When I first listened to the tune, I was bopping my head along to the beat, started thinking about the lyrics I was hearing and thought, “Wow! This is solid advice. And these words are kind of breaking my heart.”
During a recent chat at CMT’s offices in Nashville, Evans assured me it was a normal reaction to the single.
“It’s sad,” she admitted. “It’s a breakup song. But that’s what I love about it, and what I think is so creative about it is that the music is happy almost and that the melody is happy.”
But those lyrics cut like a knife! As a woman, I have to say I loved it. Heck, I’ve been in that situation before — the one so beautifully described in the song where a lover puts his or her heart in dangerous hands and has to face the consequences. And there’s great comfort in hearing that someone else has been there, too.
And for Evans, that was just one of the many draws of the song.

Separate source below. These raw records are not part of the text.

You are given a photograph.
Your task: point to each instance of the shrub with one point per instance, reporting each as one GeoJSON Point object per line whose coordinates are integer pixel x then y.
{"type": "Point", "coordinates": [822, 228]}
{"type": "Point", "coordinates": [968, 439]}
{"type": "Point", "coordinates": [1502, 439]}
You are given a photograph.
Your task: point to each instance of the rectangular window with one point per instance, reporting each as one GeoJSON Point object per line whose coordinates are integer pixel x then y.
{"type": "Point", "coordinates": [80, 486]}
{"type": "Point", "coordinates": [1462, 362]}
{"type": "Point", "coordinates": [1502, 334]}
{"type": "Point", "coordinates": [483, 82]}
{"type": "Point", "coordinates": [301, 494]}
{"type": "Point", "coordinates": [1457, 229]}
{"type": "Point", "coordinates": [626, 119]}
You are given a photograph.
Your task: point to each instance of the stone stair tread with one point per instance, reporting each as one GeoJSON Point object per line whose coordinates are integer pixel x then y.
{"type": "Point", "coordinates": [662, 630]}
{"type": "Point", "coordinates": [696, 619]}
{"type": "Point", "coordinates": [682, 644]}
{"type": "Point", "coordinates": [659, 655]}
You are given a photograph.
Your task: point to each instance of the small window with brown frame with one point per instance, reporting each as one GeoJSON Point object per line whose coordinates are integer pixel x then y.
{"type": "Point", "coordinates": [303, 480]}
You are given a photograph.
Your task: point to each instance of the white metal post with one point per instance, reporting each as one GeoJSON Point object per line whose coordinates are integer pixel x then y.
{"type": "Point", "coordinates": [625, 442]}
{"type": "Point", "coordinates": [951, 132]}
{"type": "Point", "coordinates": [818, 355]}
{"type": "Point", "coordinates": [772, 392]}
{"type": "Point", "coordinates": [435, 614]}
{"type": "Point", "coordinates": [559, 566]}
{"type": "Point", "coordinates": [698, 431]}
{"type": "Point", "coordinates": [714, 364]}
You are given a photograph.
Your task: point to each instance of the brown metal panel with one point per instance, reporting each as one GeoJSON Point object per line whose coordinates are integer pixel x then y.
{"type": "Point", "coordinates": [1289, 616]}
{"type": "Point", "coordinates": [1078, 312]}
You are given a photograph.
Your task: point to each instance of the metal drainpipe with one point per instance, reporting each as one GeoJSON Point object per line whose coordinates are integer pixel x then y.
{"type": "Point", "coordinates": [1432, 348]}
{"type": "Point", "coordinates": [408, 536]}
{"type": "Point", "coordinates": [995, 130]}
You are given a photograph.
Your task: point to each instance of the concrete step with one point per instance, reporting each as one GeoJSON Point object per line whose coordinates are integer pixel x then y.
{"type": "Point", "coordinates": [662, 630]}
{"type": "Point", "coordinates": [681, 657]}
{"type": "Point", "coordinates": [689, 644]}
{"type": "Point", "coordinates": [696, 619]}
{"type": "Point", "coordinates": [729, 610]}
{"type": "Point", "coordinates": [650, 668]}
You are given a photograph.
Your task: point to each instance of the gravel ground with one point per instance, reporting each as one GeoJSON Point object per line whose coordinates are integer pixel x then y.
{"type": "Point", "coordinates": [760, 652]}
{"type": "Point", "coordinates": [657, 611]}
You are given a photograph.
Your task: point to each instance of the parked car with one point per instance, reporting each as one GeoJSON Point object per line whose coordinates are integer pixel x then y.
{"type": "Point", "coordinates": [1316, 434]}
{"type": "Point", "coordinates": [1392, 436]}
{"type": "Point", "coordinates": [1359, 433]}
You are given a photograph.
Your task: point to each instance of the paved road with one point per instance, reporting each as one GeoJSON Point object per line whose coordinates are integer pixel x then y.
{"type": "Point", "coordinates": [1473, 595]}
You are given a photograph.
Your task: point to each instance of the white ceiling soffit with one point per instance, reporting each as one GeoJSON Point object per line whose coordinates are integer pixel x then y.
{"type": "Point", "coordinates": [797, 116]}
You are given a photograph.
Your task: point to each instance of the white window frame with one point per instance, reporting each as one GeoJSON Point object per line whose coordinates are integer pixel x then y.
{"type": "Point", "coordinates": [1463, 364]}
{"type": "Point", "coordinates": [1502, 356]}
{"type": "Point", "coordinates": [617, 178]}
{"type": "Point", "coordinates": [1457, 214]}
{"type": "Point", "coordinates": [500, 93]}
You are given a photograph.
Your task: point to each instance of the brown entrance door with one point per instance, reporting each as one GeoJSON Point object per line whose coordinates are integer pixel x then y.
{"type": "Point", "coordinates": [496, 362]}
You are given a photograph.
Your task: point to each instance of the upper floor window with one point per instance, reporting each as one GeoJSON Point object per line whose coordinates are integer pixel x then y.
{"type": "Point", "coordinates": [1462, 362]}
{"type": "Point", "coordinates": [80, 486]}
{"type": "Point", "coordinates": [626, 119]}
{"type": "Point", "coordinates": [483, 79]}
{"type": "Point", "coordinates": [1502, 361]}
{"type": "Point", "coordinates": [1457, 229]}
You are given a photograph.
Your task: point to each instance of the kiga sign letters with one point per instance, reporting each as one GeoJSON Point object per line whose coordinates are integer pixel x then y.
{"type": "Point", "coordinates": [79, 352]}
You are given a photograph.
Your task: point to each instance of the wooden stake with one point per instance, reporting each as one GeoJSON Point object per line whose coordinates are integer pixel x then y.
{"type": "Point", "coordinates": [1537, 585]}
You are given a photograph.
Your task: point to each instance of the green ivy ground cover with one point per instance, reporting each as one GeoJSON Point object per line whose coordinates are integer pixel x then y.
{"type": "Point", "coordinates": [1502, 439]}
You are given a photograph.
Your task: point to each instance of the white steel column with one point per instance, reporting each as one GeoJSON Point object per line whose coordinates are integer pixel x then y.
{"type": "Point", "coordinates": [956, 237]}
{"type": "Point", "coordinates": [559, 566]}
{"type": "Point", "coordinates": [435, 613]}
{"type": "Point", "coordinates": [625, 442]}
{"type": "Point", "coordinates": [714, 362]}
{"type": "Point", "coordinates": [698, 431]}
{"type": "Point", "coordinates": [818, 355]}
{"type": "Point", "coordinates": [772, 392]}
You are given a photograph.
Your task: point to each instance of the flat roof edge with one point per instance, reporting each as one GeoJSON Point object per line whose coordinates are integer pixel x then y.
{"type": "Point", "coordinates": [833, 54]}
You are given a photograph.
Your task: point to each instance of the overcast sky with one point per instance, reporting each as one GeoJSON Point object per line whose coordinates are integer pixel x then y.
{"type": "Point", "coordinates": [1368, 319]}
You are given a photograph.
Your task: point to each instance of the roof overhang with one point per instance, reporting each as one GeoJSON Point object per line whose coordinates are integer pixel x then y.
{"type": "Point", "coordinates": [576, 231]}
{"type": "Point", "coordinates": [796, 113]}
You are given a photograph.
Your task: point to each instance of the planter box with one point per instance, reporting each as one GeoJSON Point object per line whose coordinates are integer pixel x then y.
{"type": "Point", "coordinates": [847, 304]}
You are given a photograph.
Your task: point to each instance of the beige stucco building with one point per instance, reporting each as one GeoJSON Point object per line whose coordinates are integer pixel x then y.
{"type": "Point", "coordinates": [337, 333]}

“There’s such a place for this type of music for these types of songs,” she said. “Women love to hear about their heartache, what’s going on with them. It’s funny because ‘Slow Me Down’ and ‘Put My Heart Down’ are both songs that … the author, the one singing the song is strong.”
True, but both her last hit single and this current release are also different in their own ways, too. Still, they carry that important message of inner strength.
“‘Slow Me Down’ is saying, ‘If you won’t change, if you won’t do right by me, then hurry up and slow me down’ — meaning just walk away from me,” Evans said. “This is not good.
“Same with ‘Put My Heart Down’ but in a different way. She’s being a smart girl, saying, ‘I can tell this love is bad for me. So just put my heart down because right now, you’re holding my heart in your hands, and it’s so fragile.'”
That’s a scary place to be, but there’s also a delight in that danger.
“She’s seeing signs that are not good — warning signs — but it’s also fun to keep it going for a while,” Evans chuckled.